OASISS, Micro-Parameters, and the Real Work of Safer Autonomy

ODDs describe the big picture of how an automated system is intended to operate. Real models fail on the small stuff. Micro-parameters, such as lighting angle, clothing reflectivity, lane-marking wear, or windshield glare, often determine whether perception and planning remain stable or drift. OASISS (ODD-based AI Safety in Autonomous Systems) establishes a framework for this reality by evaluating whether training and testing datasets are sufficiently comprehensive for the Target Operational Domain (TOD). It focuses on completeness and representativeness, and asks developers to justify any gaps through an acceptability argument.

Credit where it’s due

OASISS was introduced by Jerein Jeyachandran, Siddartha Khastgir, Xingyu Zhao (WMG, University of Warwick), Eric Barbier (Wayve), and Paul Jennings (WMG). Their work proposes a model-agnostic way to judge whether your training and test scenarios suit the TOD you claim to support.

Why OASISS matters now

Standards alignment
OASISS explicitly maps to dataset-related properties in ISO/PAS 8800 and utilizes ISO 34503 concepts, the standards used by regulators and safety assessors. Refer to the ISO/PAS 8800 and ISO 34503 overviews for context.
TOD vs ODD clarity
It distinguishes between where the system was designed to work (ODD) and where it will actually encounter conditions (TOD). The gap matters.
Quantitative checks, not assumptions
Completeness looks for the presence of required elements and even out-of-ODD conditions you should safely reject. Representativeness compares the frequency of conditions to the TOD, using standard binning and divergence metrics for continuous and categorical variables.
Micro-parameters are treated as core elements
Micro-parameters are not typically part of the ODD, yet they influence perception and behavior. OASISS treats them as first-class items to specify in the scenario or in a parametrization file, and then score.
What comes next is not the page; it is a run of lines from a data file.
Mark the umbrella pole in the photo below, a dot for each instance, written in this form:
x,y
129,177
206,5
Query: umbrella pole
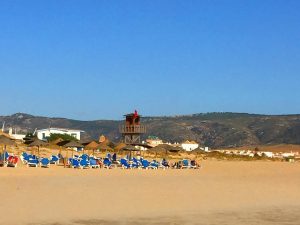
x,y
4,159
66,158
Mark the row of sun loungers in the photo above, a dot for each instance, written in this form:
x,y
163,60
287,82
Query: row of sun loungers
x,y
110,161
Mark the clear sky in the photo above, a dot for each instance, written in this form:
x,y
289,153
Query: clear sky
x,y
101,59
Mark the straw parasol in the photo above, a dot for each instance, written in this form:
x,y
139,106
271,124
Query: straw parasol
x,y
72,144
130,148
38,143
4,141
93,145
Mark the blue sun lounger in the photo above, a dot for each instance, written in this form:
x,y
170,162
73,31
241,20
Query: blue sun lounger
x,y
33,162
54,159
147,165
84,164
125,164
74,163
94,164
107,163
186,164
45,163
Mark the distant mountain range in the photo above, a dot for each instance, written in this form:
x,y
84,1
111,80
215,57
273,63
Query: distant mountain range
x,y
210,129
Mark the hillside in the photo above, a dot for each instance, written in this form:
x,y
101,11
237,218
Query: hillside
x,y
210,129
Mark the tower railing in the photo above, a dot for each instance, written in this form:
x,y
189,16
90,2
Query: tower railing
x,y
132,129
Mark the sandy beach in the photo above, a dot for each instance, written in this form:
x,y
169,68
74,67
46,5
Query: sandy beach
x,y
221,192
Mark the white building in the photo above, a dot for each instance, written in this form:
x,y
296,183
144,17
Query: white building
x,y
153,141
189,145
15,135
44,133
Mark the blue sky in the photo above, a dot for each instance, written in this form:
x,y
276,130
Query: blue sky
x,y
100,59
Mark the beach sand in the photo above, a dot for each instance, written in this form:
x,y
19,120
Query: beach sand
x,y
222,192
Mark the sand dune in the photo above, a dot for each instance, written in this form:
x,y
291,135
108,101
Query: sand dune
x,y
219,193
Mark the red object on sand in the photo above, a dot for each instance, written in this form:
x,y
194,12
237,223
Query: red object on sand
x,y
12,159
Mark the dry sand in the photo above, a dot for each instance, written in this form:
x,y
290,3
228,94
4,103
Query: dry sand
x,y
219,193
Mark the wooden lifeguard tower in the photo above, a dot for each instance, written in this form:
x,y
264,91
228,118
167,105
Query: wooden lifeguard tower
x,y
132,129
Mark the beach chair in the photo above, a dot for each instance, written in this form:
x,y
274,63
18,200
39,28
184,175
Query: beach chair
x,y
145,164
54,159
94,164
33,162
194,165
154,164
45,163
136,163
74,163
12,161
185,164
84,157
125,164
84,164
107,163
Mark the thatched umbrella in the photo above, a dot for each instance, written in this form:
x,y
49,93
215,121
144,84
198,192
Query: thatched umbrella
x,y
72,144
38,143
130,148
104,147
4,141
93,145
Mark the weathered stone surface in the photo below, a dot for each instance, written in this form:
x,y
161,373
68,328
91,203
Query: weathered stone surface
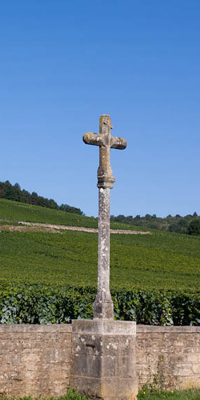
x,y
103,305
104,358
35,360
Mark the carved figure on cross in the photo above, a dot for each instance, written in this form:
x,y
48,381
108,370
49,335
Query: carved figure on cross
x,y
105,141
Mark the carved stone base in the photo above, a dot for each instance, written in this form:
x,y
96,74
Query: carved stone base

How this connects to MATT3R’s pipeline

In our scenario-reconstruction post, we outlined how real-world journeys are turned into simulation-ready assets that power two products: Capsul3 FOUNDATION for training data and Capsul3 SCENARIO for validation. The post walks through the global occupancy grid, OpenDRIVE/OpenSCENARIO export, and quality checks.

Capsul3 FOUNDATION delivers synchronized multi-modal clips and tags that highlight unusual or safety-critical moments for training.
Capsul3 SCENARIO reconstructs the same moments into standards-compliant scenarios for simulation, verification, and validation (V&V).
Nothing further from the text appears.